In the drive to improve standards, assessment often comes under scrutiny. This can lead to some really positive changes, and on twitter I often see new marking/feedback/assessment policies that are real improvements. However I also see practices that are made with the best of intentions but miss the point. I don’t profess to have all the answers, or that my day to day assessment is perfect, but hopefully critiques like this will help me improve.

Doing summative assessment and claiming it’s formative.

For the purpose of this point I mean ‘summative assessment’ to be a form of assessment that is designed to be used for a summative purpose and having students complete the assessment in those same intended conditions. A classic example might be for students to sit an end-of-topic test on Electromagnetism made up of past paper questions. They may sit it in silence in a lesson at the end of a topic.

Teachers who then try to use this formatively might not give any marks, or get students to work out their ‘strongest’ and ‘weakest’ topics based on the number of marks gained out of those available.

Figure 1:A typical exam question

Let’s say a student completes the test and achieves 3/6 on the last question. I have seen QLA spreadsheets that will mark this as Amber or Red and then a student might set a target of ‘Revise the force on a current carrying wire’.

The issue is that a student’s score on this electromagnetism question will be affected by their knowledge and understanding of;

  • The force on a current carrying wire
  • Conversion of units
  • Calcuation of moments
  • The principle of moments
  • The unit of magnetic flux density

So if a student achieves 3 marks, without seeing the script we would have no idea why.

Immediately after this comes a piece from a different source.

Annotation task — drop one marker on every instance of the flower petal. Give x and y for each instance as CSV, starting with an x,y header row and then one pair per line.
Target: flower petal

This question has been designed to be included within a set of exams designed to discriminate students based on their ability in Physics. Not to identify strengths and weaknesses.

Secondly, a question can be thought of containing three dimensions. The science, the question type and difficulty. I may construct a test where the Moments question is an easy calculation at the start of the paper or it may be a more difficult conceptual explanation question at the end. Achieving half marks on the first option is not the same as achieving half marks on the second.

Thirdly, a test will not include everything from a topic. AQA, for example, do not test a whole course every year, they only guarantee to cover the whole course over five years. So if a student gets full marks on a magnets questions, it doesn’t mean it is their ‘best’ topic for the reasons above, but also because they may not have been asked about Newton’s 2nd Law which they may be ‘better’ at.

Lastly, let’s say we were to test the whole course with every permutation of question to cover the science/type/difficulty dimensions. The reliability of any judgement of ability of a subtopic based on a few questions would be low. As all the subtopics are so closely correlated, the total score is a better indicator of performance on the subtopics than the subtopic score.

If you want to identify strengths and weaknesses, and adapt your teaching as a result, you would have been better off asking asking questions that assessed each skill separately. Some excuse the types of analysis above by arguing that they want to get as much formative use out of end-of-topic test papers as they can, but the clue is in the name: ‘end-of-topic’. If you’ve finished the teaching and you want to assess what they know, then that’s absolutely fine. I would mark the test, have students fix any errors and move on. There’s nothing wrong with summative assessment!

It’s also worth noting that I think past papers questions can be used formatively in teaching, just not as a silent test. Also QLA can be useful if you have questions well designed for the that purpose.